Fairfax was at it too, with Mark Kenny penning a strange opinion piece in which he claimed that the disabled “are now caught in a political game of chicken with neither side of politics prepared to unconditionally back legislation before the election”.

Not to put too fine a point on it, that's rubbish. Labor has said it will introduce the legislation to Parliament if it can win support from the Opposition; sure enough, Tony Abbott today signalled his support. So if there is a game of chicken, it's one where both parties seem pretty committed to getting to the other side. If Jones or Kenny had simply reported on the policy, rather than inventing convoluted political metaphors to describe normal legislative horse trading, their readers would have a better understanding of what's being proposed.

Even more offensive were Myer CEO Bernie Brookes'remarks yesterday about the impact of the levy on discretionary income. Brookes told a bunch of suits at Macquarie Investment that “another 0.5 per cent on the Medicare levy is not good for our customers and not good for the discretionary income world”, complaining that the “$300 they might have spent with us.” Brookes has been forced to apologise for the comments, but it was a bizarre remark anyway. The retail sector is now growing again, thanks to a string of interest rate cuts. Australia can afford Disability Care in the short term and in the long term it will make us all richer.
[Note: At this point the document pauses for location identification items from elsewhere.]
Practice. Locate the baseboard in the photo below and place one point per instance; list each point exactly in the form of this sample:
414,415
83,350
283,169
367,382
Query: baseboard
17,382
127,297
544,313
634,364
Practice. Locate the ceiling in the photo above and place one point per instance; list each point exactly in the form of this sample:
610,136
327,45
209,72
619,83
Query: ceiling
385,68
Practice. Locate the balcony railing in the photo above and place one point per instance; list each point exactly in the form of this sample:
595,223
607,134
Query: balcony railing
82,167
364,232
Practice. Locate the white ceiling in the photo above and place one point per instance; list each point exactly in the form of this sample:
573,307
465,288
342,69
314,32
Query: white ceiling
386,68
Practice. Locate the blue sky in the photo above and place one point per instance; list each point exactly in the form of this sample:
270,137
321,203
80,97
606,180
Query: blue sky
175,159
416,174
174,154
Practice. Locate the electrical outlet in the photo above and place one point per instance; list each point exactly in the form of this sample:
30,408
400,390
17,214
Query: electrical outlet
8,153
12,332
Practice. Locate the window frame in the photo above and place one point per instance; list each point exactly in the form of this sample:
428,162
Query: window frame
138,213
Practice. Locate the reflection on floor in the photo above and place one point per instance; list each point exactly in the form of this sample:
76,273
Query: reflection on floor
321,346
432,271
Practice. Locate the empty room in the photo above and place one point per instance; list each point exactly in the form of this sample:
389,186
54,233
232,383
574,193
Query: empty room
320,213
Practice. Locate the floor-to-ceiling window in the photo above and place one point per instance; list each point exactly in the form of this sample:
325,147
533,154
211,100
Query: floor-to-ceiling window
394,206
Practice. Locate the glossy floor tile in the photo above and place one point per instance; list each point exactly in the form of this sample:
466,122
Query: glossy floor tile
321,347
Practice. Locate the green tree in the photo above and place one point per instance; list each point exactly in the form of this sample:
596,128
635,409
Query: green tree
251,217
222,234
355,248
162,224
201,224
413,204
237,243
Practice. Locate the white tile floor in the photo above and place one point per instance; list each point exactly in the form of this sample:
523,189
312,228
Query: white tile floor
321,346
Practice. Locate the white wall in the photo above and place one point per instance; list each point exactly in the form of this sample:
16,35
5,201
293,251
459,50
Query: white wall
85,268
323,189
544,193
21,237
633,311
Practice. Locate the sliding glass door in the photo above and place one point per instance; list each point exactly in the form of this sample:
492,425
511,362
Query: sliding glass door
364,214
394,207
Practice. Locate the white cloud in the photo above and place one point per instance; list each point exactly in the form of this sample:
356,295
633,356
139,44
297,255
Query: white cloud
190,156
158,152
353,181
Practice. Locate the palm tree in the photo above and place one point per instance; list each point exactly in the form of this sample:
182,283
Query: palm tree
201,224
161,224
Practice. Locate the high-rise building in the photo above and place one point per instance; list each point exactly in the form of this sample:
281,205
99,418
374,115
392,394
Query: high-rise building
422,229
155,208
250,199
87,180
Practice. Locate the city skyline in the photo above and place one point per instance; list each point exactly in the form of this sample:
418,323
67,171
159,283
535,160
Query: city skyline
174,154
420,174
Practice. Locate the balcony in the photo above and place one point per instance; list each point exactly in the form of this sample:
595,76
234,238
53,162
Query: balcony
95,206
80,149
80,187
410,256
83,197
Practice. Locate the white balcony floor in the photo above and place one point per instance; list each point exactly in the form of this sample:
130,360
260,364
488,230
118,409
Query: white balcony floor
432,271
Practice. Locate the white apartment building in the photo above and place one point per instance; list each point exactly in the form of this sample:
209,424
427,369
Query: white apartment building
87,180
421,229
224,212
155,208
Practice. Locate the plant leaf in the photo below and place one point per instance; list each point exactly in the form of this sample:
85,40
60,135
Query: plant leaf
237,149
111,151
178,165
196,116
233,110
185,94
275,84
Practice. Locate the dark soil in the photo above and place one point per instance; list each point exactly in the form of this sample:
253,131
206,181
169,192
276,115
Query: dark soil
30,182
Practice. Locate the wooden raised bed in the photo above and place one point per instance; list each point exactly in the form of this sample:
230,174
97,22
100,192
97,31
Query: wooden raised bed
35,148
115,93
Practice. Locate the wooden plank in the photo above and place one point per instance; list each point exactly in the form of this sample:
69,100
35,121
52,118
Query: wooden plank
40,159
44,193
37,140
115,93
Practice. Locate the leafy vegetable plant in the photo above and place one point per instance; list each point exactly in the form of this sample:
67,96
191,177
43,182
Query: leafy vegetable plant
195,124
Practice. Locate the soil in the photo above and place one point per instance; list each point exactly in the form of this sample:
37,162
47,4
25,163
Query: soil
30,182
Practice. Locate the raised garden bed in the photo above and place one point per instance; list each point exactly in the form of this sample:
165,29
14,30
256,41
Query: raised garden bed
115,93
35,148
You don't get too many issues where the common good is so obvious for all to see. Disability reforms are one of them. This measure is good for nearly everyone. Anyone who is against it is essentially selfish, which is about the most charitable thing you could call Bernie Brookes. The reason that Bernie Brookes and the News Limited tabloids are seeking to muddy the waters is precisely because the issue is so clear cut. You could accuse the Coalition of political expediency in supporting these reforms, but I'd prefer to believe they support it because it is right.

When the Productivity Commission unveiled its report in 2011, I argued that “in time, these reforms will come to be seen as the single most important social policy reforms of the Gillard Government.” If the Prime Minister can usher these reforms through parliament before the election, and there is every indication she will, that judgment will stand.

Disability Care is a reform we should all welcome, even while keeping a close watch on the implementation. It should change Australia for the better.